The internal affairs of any religion should be the business of its congregants, yet when it comes to the Catholic Church, the media offer a dispensation. Recent comments by the Vatican’s secretary of state, Archbishop Pietro Parolin, who simply restated the Church teaching on celibacy, have ignited the passions of the media.
In September, NBC “Nightly News” anchor Brian Williams, and ABC “World News Tonight” anchor Diane Sawyer, both questioned whether the Church is going to drop its celibacy requirement for priests. NBC followed with a story by Tracy Connor that teased the issue further: “Meet Father Dad: How Married Priests Would Change the Catholic Church.” The conclusion: “More students in the seminaries, more people in the pews, and the pitter-patter of little feet padding through the rectory.” They forgot to explain why, if this were likely, the Protestant mainline denominations are sinking.

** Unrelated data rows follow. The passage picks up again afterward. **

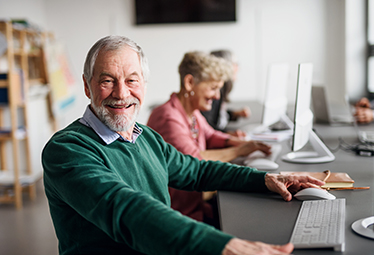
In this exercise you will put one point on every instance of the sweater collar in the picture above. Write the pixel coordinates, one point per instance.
(107, 135)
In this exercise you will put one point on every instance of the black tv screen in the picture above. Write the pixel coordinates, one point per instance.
(184, 11)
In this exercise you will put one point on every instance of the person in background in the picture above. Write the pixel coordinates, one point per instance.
(364, 111)
(180, 123)
(106, 177)
(219, 116)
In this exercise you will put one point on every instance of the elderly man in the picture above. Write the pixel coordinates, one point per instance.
(106, 177)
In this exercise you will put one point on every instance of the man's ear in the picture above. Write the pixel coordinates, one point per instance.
(86, 87)
(189, 82)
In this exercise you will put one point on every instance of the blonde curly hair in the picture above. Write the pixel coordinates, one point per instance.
(204, 67)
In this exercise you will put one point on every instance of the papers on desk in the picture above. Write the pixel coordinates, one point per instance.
(270, 136)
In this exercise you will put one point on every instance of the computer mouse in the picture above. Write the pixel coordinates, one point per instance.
(314, 194)
(263, 164)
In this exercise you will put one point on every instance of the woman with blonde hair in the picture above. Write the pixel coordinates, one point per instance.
(181, 124)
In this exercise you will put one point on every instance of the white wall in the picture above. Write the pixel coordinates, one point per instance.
(266, 31)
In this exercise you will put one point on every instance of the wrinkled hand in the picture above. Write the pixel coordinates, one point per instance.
(285, 185)
(248, 147)
(242, 247)
(364, 115)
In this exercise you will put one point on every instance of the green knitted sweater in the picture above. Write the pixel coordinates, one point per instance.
(113, 199)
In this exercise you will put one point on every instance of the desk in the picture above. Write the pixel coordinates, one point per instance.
(267, 218)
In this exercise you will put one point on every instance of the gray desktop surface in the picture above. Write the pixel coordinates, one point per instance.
(267, 218)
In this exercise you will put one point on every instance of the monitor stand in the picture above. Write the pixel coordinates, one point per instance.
(362, 227)
(321, 153)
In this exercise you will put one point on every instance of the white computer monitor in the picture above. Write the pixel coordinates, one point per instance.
(275, 102)
(303, 124)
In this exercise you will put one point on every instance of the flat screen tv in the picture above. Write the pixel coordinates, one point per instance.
(184, 11)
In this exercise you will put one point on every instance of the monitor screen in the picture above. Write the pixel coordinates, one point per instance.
(184, 11)
(275, 103)
(303, 123)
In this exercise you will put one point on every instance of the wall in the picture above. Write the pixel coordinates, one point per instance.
(266, 31)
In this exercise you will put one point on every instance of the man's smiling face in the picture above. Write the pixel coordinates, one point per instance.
(117, 88)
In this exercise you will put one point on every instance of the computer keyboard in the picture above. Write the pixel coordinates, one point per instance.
(320, 224)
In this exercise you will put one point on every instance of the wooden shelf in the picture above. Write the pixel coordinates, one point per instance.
(26, 62)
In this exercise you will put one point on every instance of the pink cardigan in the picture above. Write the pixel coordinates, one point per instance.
(170, 120)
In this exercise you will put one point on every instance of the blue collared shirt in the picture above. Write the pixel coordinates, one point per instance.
(107, 135)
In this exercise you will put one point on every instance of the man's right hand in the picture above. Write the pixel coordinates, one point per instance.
(242, 247)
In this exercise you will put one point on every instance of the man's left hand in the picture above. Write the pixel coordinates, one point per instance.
(285, 185)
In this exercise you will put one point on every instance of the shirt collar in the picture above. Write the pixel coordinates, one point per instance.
(107, 135)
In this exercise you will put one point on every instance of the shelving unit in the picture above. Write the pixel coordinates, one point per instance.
(26, 67)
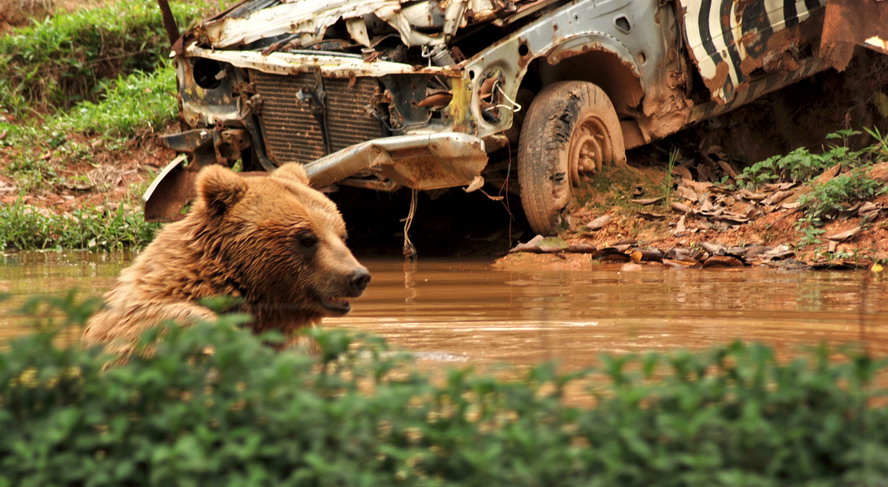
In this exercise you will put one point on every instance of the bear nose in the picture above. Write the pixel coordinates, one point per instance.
(358, 280)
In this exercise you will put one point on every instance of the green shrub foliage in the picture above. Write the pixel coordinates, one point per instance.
(58, 62)
(356, 414)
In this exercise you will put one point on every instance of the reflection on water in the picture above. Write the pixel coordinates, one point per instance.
(469, 312)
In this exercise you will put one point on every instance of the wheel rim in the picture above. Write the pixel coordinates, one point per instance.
(588, 148)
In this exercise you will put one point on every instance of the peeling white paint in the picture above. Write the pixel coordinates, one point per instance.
(332, 65)
(309, 19)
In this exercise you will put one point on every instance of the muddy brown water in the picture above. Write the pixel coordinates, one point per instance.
(450, 311)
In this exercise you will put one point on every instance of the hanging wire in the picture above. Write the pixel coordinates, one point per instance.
(409, 249)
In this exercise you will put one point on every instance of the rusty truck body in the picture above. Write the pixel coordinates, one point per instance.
(429, 94)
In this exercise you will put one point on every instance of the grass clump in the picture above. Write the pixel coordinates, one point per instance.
(63, 60)
(23, 227)
(356, 414)
(130, 104)
(801, 164)
(828, 200)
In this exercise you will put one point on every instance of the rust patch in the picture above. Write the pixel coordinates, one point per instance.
(849, 23)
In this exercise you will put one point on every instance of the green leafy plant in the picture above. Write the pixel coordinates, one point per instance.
(354, 413)
(130, 104)
(802, 165)
(63, 60)
(829, 199)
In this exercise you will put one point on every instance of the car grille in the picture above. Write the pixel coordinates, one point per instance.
(293, 134)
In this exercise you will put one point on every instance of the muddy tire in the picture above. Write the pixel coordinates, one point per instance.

Here’s the real news: the Catholic Church in the Eastern Rite has long permitted married men to become priests, and it is in full communion with the pope; Anglican married priests who convert and become Catholic priests are accepted in the Catholic Church. As Archbishop Parolin said, the teaching on celibacy is a discipline, not a dogma, and therefore it can be changed. It was expected, but not mandated, that priests be celibate in the Church’s first thousand years; it was encoded as a discipline in the 12th century. So, yes, the Church can drop its stricture on celibacy. Whether it should is not for the media to decide.
Right on the heels of married priests comes the call for women priests. This is more difficult: Pope John Paul II effectively closed the door on this subject, citing the Church’s inability to change Scripture. No matter, many are huffing and puffing over the alleged ordination of an old lady in Albany: a faux Catholic group claims to have ordained Mary Theresa Streck. What is really amazing about this story is the serious coverage it was given by the media. They should have questioned why poor Mary wasn’t made a bishop.